The test results obtained within the experimental proof of concept for the controlled mHIL-interface demonstrator depict a quite promising result regarding the application of the mHIL technology in automotive NVH development, especially if uncertainties should be considered. In accordance to the increased interest in uncertainty quantification, there exists a demand for appropriate experimental test equipment within structural dynamics. As uncertainties in structural dynamics often arise from the installation conditions of mechanical substructures and components, future test equipment must be able to emulate the mechanical boundary condition (i.e. installation condition) with high precision and bandwidth. Furthermore, the test equipment must be able to change its mechanical behavior ensuring ease of use.

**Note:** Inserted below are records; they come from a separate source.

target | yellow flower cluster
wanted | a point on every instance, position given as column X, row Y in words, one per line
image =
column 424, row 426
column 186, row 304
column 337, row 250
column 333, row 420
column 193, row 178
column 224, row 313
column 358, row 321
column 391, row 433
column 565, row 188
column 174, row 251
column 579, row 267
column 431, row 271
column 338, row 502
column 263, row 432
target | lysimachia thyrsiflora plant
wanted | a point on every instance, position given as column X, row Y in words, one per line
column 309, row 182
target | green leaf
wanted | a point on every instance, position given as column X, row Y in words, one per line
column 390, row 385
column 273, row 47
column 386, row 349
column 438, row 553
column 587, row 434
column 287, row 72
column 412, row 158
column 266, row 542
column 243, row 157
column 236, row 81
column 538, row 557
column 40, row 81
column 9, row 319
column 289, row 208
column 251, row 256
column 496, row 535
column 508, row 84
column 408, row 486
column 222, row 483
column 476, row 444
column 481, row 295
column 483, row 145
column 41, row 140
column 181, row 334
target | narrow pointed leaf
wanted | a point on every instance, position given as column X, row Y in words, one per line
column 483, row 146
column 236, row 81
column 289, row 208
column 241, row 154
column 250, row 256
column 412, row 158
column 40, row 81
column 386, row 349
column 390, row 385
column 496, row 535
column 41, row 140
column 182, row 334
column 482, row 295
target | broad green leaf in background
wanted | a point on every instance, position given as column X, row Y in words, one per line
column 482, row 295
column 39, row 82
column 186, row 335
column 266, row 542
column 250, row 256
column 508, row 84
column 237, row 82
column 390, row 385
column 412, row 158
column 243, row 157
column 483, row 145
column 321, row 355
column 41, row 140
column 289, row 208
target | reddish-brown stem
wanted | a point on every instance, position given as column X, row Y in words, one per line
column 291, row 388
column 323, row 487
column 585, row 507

Within this paper, a mHIL-system demonstrator was experimentally validated, demonstrating the highly automatable capability to change a mechanical boundary condition. It is based on both the application of a tunable mechanical stiffness element as well as the incorporation of a numerical model of a target mechanical behavior in an adaptive control loop. Investigations for different synthetic test cases illustrate the capabilities of emulating mechanical properties up to a frequency of 1 kHz and thus enabling experimental probabilistic analyses within the field of uncertainty quantification.

As a next step the mHIL-system demonstrator should be further developed towards industrial application, whereat a close cooperation with industrial partners is necessary.